Clinical, laboratory, and hemodynamic parameters in portal hypertensive gastropathy: a study of 254 cirrhotics.J Clin Gastroenterol. 2010 Apr; 44(4):294-300.JC
Portal hypertensive gastropathy (PHG) is the most common gastric mucosal injury in patients with liver cirrhosis. It is a cause of both acute and chronic upper gastrointestinal bleeding even in the absence of esophageal or gastric varices. The pathogenesis of PHG is unclear. It is not known whether PHG correlates more with portal hypertension or with liver dysfunction. It is also not clear whether altered vascular hemodynamics occurring in PHG is purely a local phenomenon of the stomach or is it a part of a generalized vascular abnormality of cirrhosis and portal hypertension.
In the first part of our study, we aimed to assess any correlation of various clinical and laboratory parameters relating to portal hypertension and liver dysfunction with the presence or absence of PHG. In the second part of our study we examined whether systemic and pulmonary hemodynamics is significantly altered in patients with PHG.
PATIENTS AND METHODS
In this retrospective study, the records of consecutive cirrhotic patients who had undergone complete portal, systemic, and pulmonary hemodynamic assessments were analyzed. We excluded patients who had had endoscopic variceal ligation, endoscopic sclerotherapy, cyanoacrylate glue injection or surgery for portal hypertension, patients on beta-blockers, and patients with gastric antral vascular ectasia. Clinical, laboratory, and hemodynamic parameters were compared between patients with and without PHG.
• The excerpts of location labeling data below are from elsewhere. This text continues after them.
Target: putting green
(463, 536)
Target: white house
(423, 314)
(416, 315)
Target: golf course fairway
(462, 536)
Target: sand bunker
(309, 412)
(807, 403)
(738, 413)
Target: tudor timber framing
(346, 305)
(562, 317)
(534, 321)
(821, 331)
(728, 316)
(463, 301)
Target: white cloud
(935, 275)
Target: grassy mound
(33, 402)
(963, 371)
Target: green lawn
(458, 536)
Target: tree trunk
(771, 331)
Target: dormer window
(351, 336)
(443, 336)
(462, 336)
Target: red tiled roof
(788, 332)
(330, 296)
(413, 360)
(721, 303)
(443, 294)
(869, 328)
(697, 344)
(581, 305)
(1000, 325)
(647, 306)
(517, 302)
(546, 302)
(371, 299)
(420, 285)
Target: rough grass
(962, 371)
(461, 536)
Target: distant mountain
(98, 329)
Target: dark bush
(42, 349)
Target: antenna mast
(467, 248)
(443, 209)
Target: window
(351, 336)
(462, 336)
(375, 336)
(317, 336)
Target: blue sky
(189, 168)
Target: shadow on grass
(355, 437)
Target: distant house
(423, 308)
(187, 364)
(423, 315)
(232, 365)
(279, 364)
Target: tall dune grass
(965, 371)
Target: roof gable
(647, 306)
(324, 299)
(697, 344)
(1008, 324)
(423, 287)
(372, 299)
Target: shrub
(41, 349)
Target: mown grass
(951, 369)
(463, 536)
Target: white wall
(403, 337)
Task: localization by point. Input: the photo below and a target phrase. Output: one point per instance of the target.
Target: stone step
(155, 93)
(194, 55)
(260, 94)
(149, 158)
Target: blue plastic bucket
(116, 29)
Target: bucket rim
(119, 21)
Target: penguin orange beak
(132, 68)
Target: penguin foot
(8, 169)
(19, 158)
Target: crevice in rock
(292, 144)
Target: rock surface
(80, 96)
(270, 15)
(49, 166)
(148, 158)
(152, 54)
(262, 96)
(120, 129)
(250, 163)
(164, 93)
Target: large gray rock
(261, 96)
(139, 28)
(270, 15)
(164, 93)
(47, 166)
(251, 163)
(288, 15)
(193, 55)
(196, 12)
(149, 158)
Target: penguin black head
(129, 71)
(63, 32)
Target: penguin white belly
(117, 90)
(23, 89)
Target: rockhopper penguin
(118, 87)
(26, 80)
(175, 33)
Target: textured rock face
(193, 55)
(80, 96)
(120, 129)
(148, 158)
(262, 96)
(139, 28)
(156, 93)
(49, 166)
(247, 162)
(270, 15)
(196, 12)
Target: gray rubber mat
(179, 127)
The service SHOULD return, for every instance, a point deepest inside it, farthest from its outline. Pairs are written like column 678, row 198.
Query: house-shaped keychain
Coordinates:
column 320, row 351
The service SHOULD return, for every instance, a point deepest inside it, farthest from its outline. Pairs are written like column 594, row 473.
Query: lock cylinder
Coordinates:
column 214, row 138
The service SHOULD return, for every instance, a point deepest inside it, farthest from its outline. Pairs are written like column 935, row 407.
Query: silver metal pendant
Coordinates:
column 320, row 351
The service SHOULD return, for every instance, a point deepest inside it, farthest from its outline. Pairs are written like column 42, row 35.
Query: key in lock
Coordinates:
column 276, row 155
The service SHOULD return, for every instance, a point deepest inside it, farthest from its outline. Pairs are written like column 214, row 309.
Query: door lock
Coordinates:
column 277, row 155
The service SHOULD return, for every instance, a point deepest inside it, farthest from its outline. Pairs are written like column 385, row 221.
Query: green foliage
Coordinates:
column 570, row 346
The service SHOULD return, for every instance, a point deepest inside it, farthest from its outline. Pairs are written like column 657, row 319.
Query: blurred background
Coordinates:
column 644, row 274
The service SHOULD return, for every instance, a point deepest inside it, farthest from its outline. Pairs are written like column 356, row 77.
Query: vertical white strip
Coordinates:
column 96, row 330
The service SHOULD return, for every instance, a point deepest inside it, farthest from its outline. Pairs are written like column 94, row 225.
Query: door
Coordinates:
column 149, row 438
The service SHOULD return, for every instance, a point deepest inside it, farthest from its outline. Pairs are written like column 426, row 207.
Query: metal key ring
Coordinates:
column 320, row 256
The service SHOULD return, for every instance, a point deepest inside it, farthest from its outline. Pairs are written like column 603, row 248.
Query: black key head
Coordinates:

Two hundred and fifty-four patients were included in the study (mean age 44.3+/-12.6 y, 82% males). One hundred and three (41%) patients had a history of upper gastrointestinal bleeding. Alcohol, hepatitis B, and cryptogeny were the most common etiologies (27% each). One hundred and forty (55%) patients had PHG. Variables significantly associated with PHG on univariate analysis were history of gastrointestinal bleed, ascites, high bilirubin, deranged prothrombin time, higher variceal grade, high Child-Pugh score, and high hepatic venous pressure gradient. However, on multivariate analysis only Child-Pugh class C, large variceal size, and hepatic venous pressure gradient greater than 12 mm Hg were independently associated with the presence of PHG. Patients with PHG were significantly more vasodilated as indicated by the high mean cardiac index (5.3+/-2.3 vs. 4.6+/-1.9 L/min/m, P=0.012), mean cardiac output (8.9+/-4.0 vs. 7.6+/-3.2 L/min, P=0.004), low median systemic vascular resistance [869 (252-2651) vs. 974 (403-2590) dyn.s/cm, P=0.012], and low median pulmonary vascular resistance [51 (6-226) vs. 63 (6-512) dyn.s/cm, P=0.003].
PHG is more often associated with advanced portal hypertension and advanced liver failure. The presence of PHG also indicates the existence of an additional vasodilation to already existent hemodynamic anomalies seen in portal hypertension as evidenced by a higher cardiac index and output and lower systemic and pulmonary resistance compared with patients without PHG. Thus, PHG is not merely a local phenomenon in gastric mucosa but also a severe manifestation of generalized vascular alterations of cirrhosis and portal hypertension.